We picked through the wreckage and luckily most of the bacon and venison steak was good. As was a lot of the fish I’ve caught. Some was coffee so that was definitely safe. (We keep whole beans frozen to maintain freshness but it’s not like beans go bad like meat.) A little more was safe to go straight into the oven for a huge lunch. The rest? Gone…
The good news is that I’d hedged my bets. Ever paranoid and a touch of a survivalist, we have two freezers. One is none and two is one. We now have one. Honestly, I’d fretted more over power than the freezer itself. My “use this generator to keep food cold in case of power outages” plan wasn’t going to save the day.

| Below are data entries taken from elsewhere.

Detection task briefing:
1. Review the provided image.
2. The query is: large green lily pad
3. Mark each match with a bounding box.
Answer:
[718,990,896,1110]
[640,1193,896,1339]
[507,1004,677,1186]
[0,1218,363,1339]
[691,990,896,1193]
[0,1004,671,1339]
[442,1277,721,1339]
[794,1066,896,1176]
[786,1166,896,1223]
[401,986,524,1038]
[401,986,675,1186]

It may save some other day.
I didn’t plan it that way but since the newer freezer is still ice cold clean up and triage went much faster. Without it we’d have lost much more and spent all day screwing around with ice and coolers. And likely buying first freezer I could find.
As it was we lost lot a lot of ham and chicken. It was a sad drive to the dump. I have no idea what the financial loss would be, it was mostly things I’d raised or hunted. It’s a moot point anyway.
I reminded myself that the best of all possible “first world problems” to have is “one of my two freezers failed and it was a partial loss of the huge supply of food I keep on hand“. When you think of it that way, it’s a good time to be alive.
It’s been a rough winter financially. There’s been a dead washing machine, a currently defunct dryer, and now a dead freezer. (Surprisingly, I had backups for two of three. I had an old “spare” dryer already semi-installed with a duplicate redundant vent. I had it up and running in half an hour. Know anyone with two dryers? We also lost one of two freezers which still puts us many hundreds of pounds of food ahead of none.) They say these things come in threes. Lets hope so ’cause I’m punch drunk.
It could have been worse. Much worse! Ask anyone in Venezuela if my sob story seems pretty much better than the best day of their year. That said, bad luck still sucks and some years are more expensive than others.